In the end -- or rather in the interim since the ruling is temporary -- a federal judge has come down on the side of common sense in striking down the most controversial aspect of Arizona's draconian new immigration enforcement law, which goes into effect today.
While saying that some aspects of the law can go into effect as scheduled, District Judge Susan Bolton in Phoenix issued a preliminary injunction against sections that called for officers to check a person's immigration status while enforcing other laws and that required immigrants to carry their papers at all times.
Bolton put those sections on hold while she continues to hear the larger issues in challenges to the law.
"There is a substantial likelihood that officers will wrongfully arrest legal resident aliens," Bolton wrote. "By enforcing this statute, Arizona would impose a 'distinct, unusual and extraordinary' burden on legal resident aliens that only the federal government has the authority to impose."

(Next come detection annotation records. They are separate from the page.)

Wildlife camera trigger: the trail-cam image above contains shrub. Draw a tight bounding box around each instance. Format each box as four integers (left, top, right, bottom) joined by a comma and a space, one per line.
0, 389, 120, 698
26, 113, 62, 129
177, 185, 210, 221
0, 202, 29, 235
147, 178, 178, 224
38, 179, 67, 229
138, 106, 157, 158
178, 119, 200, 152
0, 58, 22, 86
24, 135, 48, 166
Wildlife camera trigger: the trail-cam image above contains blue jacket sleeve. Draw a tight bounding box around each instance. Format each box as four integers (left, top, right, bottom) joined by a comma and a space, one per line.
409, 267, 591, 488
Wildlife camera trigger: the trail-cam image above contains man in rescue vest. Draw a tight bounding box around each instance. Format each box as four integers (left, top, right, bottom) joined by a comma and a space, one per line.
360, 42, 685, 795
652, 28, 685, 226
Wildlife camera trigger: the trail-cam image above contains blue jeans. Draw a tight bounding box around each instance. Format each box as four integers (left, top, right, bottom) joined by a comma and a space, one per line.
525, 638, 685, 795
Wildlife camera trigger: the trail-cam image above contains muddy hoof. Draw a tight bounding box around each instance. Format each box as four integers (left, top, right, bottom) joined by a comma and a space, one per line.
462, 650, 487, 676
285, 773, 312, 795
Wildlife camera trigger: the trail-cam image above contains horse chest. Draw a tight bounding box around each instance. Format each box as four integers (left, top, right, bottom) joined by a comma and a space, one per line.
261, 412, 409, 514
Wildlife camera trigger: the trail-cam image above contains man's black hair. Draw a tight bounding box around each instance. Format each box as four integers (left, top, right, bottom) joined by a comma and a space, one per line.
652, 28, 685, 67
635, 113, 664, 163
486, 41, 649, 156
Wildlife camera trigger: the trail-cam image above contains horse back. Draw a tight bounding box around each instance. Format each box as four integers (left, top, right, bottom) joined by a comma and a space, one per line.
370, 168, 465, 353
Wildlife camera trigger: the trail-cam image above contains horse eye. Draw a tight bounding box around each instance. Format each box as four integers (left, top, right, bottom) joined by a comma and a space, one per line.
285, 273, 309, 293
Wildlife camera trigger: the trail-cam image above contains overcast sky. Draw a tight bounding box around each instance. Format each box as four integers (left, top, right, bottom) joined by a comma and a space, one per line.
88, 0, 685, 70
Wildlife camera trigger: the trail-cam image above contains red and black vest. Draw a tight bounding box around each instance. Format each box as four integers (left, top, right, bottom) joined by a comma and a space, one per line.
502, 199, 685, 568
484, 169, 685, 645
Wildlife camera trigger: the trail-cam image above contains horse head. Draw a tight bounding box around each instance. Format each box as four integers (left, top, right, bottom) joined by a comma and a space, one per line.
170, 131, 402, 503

The law has become a political lightning rod nationally with members of the Republican-dominated state legislature and Republican Governor Jan Brewer making unsubstantiated claims about why it was needed, chiefly the assertion that most illegal immigrants are drug dealers. In fact, crime has been dropping in Arizona despite a surge in immigration.
More recently, extreme right-wingers have claimed that Afghan soldiers studying English at a Texas military base are going AWOL and are being smuggled across the border by Mexican women wearing large skirts. Honest.
Polls show a majority of Americans support the notion of local police assisting in federal immigration enforcement, but in Arizona the law has led to an economic boycott that has impacted the state's important tourist industry.